The plane in question had been rebuilt thrice and logged over one thousand flights; it was made of wood, wire, cloth, and glue. The official incident investigation found that the plane's control wires were still intact after the crash. Coupled with eyewitness accounts, the investigatory board determined that pilot error was the cause: Rockwell misjudged the plane's altitude upon descent and could not recover from the dive.

The Army Investigating Board examining the accident later reported that:

Lieutenant L. C. Rockwell's defective eyesight probably was responsible for the aeroplane accident at the army aviation school last Saturday in which Lieutenant Rockwell, who was flying the aeroplane, and Corporal F. S. Scott, were killed. The army investigating board reported today expressing the opinion that "their accident was caused by the aviator misjudging his height from the ground and his failure to bring the machine out of the glide in sufficient time to clear the ground.

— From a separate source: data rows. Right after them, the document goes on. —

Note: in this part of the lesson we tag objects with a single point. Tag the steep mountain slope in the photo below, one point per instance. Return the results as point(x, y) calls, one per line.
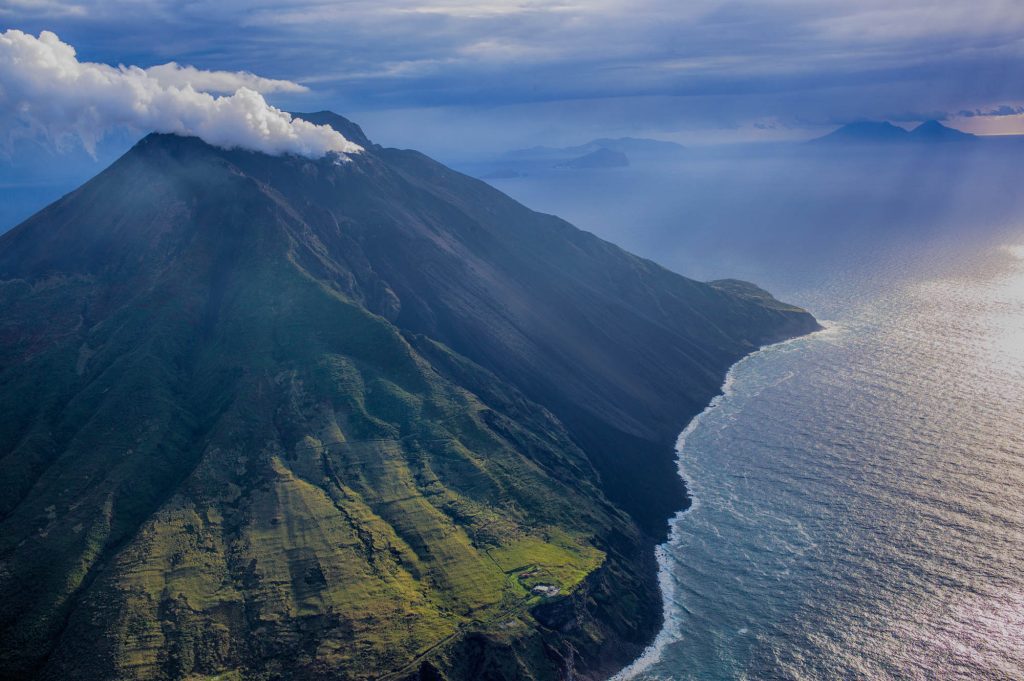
point(278, 418)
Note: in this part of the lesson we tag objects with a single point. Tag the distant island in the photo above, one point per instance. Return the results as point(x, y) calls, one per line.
point(273, 417)
point(883, 132)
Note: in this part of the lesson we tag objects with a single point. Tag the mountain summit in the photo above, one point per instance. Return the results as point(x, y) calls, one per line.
point(883, 132)
point(273, 418)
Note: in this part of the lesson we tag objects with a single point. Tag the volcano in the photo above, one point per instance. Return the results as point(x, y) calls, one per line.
point(349, 418)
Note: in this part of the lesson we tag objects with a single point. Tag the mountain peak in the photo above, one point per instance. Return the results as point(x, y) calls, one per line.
point(936, 131)
point(350, 130)
point(273, 417)
point(865, 132)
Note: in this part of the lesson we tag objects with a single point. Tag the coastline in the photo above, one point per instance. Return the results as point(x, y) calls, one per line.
point(671, 629)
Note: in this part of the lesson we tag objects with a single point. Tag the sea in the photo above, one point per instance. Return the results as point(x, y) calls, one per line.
point(857, 494)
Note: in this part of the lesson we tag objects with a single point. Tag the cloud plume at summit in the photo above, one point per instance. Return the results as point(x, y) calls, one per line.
point(47, 93)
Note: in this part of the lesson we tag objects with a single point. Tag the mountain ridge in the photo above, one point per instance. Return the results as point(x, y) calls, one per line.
point(274, 405)
point(883, 132)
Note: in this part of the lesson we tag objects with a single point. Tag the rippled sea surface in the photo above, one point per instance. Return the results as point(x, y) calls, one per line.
point(859, 495)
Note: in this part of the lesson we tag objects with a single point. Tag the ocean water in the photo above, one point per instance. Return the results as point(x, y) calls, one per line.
point(859, 493)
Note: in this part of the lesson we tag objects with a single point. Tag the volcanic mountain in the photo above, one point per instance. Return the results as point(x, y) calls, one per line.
point(360, 417)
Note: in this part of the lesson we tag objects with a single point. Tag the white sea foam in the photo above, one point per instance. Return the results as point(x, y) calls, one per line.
point(672, 630)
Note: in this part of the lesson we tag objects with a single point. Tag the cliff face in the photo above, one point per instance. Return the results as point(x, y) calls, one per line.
point(280, 418)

Since the tragedy many of Lieutenant Rockwell's friends have recalled that he was subject to sudden spells of blurred vision. It is not unlikely that in the future all army aviators will have to pass a more rigid occular test.

==Legacy==
Scott and Rockwell were buried in Arlington National Cemetery on 1 October 1912. Rockwell Field, located on North Island in San Diego, California, originally called the Signal Corps Aviation School, was renamed in his honor on 20 July 1917.